IMbassador250 (NCT03016312) was a prospective phase III trial which showed no overall survival benefit for atezolizumab addition to enzalutamide for abiraterone pre-treated mCRPC patients.1 An ad hoc analysis of IMbassador250 has previously demonstrated that baseline tumor fraction levels and a 75% reduction in tumor fraction both to be prognostic of survival outcomes in these patients. In this analysis, Dr. Sweeney and colleagues evaluated whether the early detection of and changes in ctDNA tumor fraction are associated with clinical survival outcomes.
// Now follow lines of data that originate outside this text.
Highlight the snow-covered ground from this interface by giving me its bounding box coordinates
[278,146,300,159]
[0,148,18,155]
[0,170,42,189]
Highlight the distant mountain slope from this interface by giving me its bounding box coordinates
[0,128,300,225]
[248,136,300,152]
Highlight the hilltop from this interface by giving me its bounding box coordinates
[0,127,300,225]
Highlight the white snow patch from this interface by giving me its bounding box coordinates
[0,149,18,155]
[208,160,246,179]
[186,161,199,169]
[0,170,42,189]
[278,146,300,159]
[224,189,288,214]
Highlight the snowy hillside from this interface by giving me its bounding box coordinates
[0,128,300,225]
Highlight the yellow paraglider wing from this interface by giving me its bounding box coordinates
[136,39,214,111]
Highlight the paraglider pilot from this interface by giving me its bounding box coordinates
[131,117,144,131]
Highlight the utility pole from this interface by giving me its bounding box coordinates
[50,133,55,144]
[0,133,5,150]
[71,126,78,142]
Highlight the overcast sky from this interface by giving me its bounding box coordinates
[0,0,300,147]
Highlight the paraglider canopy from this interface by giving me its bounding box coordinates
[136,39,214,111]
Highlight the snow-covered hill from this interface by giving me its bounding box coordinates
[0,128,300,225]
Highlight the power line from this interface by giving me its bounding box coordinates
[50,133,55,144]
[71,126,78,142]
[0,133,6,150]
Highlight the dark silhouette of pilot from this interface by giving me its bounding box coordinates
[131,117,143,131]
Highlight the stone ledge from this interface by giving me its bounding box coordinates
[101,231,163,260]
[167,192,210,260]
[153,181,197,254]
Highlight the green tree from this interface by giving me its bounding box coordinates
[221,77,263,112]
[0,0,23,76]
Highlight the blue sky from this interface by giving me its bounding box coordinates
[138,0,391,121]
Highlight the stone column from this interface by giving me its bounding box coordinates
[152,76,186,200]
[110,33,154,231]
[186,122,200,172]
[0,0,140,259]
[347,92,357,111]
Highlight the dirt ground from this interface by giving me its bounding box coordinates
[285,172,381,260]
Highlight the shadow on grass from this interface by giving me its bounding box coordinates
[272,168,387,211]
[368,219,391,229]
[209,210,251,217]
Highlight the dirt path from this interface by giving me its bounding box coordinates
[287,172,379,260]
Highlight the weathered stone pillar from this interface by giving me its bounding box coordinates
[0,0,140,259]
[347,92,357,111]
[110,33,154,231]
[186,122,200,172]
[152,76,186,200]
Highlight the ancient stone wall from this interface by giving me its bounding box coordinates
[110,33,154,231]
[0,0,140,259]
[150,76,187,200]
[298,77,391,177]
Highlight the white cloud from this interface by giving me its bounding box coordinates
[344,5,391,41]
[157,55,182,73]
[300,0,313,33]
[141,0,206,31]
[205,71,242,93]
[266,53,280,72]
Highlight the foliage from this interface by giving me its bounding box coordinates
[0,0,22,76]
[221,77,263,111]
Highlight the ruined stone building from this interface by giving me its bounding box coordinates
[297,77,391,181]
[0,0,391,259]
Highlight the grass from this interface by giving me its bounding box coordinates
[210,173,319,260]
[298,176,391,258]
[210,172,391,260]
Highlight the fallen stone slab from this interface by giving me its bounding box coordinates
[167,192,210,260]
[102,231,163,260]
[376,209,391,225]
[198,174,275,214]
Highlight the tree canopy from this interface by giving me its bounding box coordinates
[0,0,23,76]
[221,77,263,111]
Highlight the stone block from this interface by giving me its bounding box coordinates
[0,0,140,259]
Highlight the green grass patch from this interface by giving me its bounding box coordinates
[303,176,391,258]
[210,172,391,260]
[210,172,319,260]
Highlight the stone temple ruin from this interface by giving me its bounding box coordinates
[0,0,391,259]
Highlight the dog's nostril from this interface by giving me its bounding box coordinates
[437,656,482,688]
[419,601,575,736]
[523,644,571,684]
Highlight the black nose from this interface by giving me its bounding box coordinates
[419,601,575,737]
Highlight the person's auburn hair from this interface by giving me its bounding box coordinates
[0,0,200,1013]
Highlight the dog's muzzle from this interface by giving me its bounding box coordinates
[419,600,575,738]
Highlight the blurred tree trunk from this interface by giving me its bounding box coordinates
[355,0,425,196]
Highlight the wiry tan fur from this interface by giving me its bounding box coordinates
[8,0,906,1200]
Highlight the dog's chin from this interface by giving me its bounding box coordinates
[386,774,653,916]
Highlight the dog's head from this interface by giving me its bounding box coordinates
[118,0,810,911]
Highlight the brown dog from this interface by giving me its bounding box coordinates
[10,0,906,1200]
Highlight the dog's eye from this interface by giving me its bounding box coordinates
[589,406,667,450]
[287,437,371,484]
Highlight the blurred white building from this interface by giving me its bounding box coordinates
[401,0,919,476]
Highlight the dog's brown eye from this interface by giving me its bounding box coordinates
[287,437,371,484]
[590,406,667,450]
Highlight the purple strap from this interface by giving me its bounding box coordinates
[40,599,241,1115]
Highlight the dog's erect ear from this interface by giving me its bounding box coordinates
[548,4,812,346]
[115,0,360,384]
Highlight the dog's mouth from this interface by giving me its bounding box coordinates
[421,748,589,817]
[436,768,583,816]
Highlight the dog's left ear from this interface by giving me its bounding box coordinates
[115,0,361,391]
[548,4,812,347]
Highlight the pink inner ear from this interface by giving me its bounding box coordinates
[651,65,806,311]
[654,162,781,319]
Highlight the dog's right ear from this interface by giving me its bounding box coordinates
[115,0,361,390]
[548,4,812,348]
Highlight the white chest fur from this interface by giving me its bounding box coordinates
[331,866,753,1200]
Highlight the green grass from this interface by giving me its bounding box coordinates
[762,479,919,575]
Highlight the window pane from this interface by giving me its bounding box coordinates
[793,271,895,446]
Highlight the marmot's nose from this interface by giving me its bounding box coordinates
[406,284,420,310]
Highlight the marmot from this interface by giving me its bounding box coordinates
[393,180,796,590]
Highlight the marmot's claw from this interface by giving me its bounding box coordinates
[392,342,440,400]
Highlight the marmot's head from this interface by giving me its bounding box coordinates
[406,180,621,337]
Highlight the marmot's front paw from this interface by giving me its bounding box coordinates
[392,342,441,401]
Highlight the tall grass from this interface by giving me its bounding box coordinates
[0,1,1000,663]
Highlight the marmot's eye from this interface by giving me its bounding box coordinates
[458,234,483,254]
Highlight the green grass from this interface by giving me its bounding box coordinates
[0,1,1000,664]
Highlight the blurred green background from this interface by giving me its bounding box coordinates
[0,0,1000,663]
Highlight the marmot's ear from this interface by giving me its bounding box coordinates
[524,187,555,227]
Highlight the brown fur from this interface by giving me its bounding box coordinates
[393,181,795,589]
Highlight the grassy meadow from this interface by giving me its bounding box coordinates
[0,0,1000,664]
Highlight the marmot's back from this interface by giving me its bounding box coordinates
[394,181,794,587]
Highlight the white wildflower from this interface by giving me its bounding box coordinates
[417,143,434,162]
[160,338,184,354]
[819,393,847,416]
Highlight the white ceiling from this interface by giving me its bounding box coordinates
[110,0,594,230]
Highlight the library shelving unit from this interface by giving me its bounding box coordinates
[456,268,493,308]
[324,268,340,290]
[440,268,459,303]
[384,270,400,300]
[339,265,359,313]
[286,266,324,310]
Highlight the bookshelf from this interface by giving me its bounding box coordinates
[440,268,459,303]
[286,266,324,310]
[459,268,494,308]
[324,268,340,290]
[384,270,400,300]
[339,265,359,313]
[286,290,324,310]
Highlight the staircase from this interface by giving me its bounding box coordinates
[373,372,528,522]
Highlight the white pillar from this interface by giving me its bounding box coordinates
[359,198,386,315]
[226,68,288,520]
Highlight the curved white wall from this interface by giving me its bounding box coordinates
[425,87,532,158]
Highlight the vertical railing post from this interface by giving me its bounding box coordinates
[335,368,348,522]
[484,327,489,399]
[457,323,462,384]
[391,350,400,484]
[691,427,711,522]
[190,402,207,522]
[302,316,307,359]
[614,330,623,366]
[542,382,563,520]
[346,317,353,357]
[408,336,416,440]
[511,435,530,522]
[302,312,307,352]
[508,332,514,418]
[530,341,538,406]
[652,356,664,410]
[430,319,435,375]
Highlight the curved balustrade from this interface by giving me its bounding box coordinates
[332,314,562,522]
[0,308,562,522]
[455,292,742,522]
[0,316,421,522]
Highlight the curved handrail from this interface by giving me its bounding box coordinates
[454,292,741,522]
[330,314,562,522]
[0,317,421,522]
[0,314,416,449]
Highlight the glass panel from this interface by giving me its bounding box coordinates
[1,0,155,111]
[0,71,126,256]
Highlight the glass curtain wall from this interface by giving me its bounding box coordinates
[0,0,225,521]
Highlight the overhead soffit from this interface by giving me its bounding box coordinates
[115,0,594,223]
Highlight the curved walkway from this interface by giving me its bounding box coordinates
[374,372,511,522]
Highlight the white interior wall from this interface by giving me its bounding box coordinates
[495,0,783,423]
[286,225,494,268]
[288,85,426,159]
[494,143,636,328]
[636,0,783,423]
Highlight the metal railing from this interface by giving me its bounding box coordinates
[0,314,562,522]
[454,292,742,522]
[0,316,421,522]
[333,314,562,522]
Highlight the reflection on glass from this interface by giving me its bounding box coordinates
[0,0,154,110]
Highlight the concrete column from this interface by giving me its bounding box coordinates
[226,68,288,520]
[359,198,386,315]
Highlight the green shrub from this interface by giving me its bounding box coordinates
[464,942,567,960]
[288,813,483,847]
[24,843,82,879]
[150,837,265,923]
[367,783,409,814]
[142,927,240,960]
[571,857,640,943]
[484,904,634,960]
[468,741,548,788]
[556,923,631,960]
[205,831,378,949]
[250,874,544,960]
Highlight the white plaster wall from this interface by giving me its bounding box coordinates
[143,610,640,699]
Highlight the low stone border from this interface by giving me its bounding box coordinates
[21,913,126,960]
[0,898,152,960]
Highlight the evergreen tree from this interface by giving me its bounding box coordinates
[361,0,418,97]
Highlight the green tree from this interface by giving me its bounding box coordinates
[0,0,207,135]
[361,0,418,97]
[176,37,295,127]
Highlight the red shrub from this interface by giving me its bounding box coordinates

Pre-study treatment (i.e., post-abiraterone, but pre-atezolizumab/enzalutamide) plasma samples from IMbassador250 were profiled using FoundationOne Liquid CDx (F1LCDx). To enable tumor-naïve ctDNA monitoring while avoiding non-tumor signaling, Dr. Sweeney and colleagues developed FoundationOne Monitor (F1M), which leverages the same sequencing platform as F1LCDx and enables quantification of and changes in ctDNA tumor fraction from prior F1LCDx or F1M results. Changes in tumor fraction status (i.e., detected versus not detected) between baseline and cycle 3, day 1, as well as detection at C3D1 alone, were correlated with radiographic progression-free survival (rPFS) and overall survival (OS), as well as changes in serum PSA levels (50% reduction).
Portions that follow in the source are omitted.